The soldier folding the flag was a young woman, dark hair in a tight bun at her neck and her face solemn and nearly expressionless as she folded the flag. Each bend of the fabric smoothed deliberately with a white gloved hand before moving to the next fold, down the entire length of the flag until the solder at the other end, a young man with a round, young face, tucked the ends of the flag into the triangle, taking time to carefully smooth and secure every bit, every wrinkle.
This was a packet that was not going to come undone. This was a duty that was not going to be rushed. This was a ritual that was as carefully and deliberately performed for an old man long away from his service and his uniform, just as it was for the young soldiers who might have died recently. At the end they gave it to his wife, who wanted to protest, and maybe didn't want it at all, but who took it, trying earnestly to tell this young man, this stranger, this soldier, that Will had been a man of peace. As if that meant that he couldn't be here, in this military place.
Everyone was very respectful to us as we filed out, to complete the ceremony and then complete the ritual, with the breaking of bread and the celebration of life.
And on and off during this entire event, this entire day, I thought about ritual. I thought about how we place ourselves in the context of ritual and custom, to ease emotion. To create space for our minds to work through whatever we have to do now. I thought about the meaning of the senses, the sharing of photos, the sharp report of seven guns firing together three times, the food we eat as we spend time together and the touch of a hug.
How did we develop rituals? What is it about us that creates rituals to deal with the events of our lives? As I listened to Suzanne talk about the use of prayer, meditation and sometimes even things like Tarot cards to access the archetypes of our nature, of our waking dream space, I thought about the rituals of art making.
I read an article recently where an artist, talking about his work and his method, said that the Jewish philosophy is that art is as much about the materials used as what you do with them. That you invest, through your time and attention and intention, added meaning to the materials you select and that you use to create your art. To make important art, you use important materials.
Subject matter, thought process, that zen state when you are working and your hands just seem to be doing what they're doing without you even knowing exactly what it is that you are doing or why, these are all made relevant through the ritual of creating art.
It seems to me that once you go through something like that, the question of whether or not anyone else likes it is actually irrelevant. Someone will see it and understand. Someone will recognize the layers of intent and attention wrapped in and around the work, like the thick waxy coating on an encaustic painting, deepening and coloring the subject. And you will have succeeded, even if you never make a dime.

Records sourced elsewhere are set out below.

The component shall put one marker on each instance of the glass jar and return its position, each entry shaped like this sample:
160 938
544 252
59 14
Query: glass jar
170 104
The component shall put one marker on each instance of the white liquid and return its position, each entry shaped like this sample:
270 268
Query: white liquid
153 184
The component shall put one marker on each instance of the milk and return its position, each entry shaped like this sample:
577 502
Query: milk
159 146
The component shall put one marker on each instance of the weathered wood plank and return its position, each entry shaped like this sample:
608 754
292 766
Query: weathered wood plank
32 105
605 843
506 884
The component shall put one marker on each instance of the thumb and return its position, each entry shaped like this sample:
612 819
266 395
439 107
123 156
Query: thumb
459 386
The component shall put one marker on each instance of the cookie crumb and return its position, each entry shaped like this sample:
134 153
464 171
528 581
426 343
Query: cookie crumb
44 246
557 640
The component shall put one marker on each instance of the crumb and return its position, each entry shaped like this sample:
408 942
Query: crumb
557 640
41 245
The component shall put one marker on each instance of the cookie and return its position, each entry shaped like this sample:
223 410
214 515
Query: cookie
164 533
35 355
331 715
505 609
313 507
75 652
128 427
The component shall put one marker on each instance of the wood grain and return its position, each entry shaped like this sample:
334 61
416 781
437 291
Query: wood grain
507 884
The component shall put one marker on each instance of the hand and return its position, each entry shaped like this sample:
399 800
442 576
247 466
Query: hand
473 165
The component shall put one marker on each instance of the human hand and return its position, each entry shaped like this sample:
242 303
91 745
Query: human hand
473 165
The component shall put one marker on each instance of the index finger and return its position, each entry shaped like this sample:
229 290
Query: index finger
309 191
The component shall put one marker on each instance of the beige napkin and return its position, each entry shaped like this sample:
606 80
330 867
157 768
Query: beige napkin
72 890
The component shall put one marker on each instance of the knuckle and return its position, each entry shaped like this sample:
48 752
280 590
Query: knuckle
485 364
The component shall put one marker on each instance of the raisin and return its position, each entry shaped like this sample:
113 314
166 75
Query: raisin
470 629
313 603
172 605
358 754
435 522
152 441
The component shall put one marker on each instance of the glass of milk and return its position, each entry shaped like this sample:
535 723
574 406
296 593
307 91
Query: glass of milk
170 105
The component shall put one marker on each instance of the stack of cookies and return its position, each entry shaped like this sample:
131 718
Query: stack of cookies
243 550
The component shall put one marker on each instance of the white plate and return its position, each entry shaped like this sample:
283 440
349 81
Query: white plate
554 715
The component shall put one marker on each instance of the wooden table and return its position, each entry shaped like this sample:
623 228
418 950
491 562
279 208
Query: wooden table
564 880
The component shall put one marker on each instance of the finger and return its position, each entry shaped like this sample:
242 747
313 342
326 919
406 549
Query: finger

But its more than that. Because the same is true of your life. Intention, attention, respect for your materials, love of the results, fearless movement in your own direction, listening for the voice of inspiration and heeding the delicate, tentative, almost invisible call of intuition, of the pattern. These are the things that create value in a life, just the same as in a work of art.
And it is a wise person who, at the end of their life, has given that to those around them. Freely, and without reserve.
What is the difference between someone who wants to be an artist and someone who is? I believe it is the person who has incorporated the ritual of art, not merely the act, who is the artist. Suzanne is right, there is no one magic formula or task. There are many. And, like any ritual, they only become more powerful, more meaningful with repetition.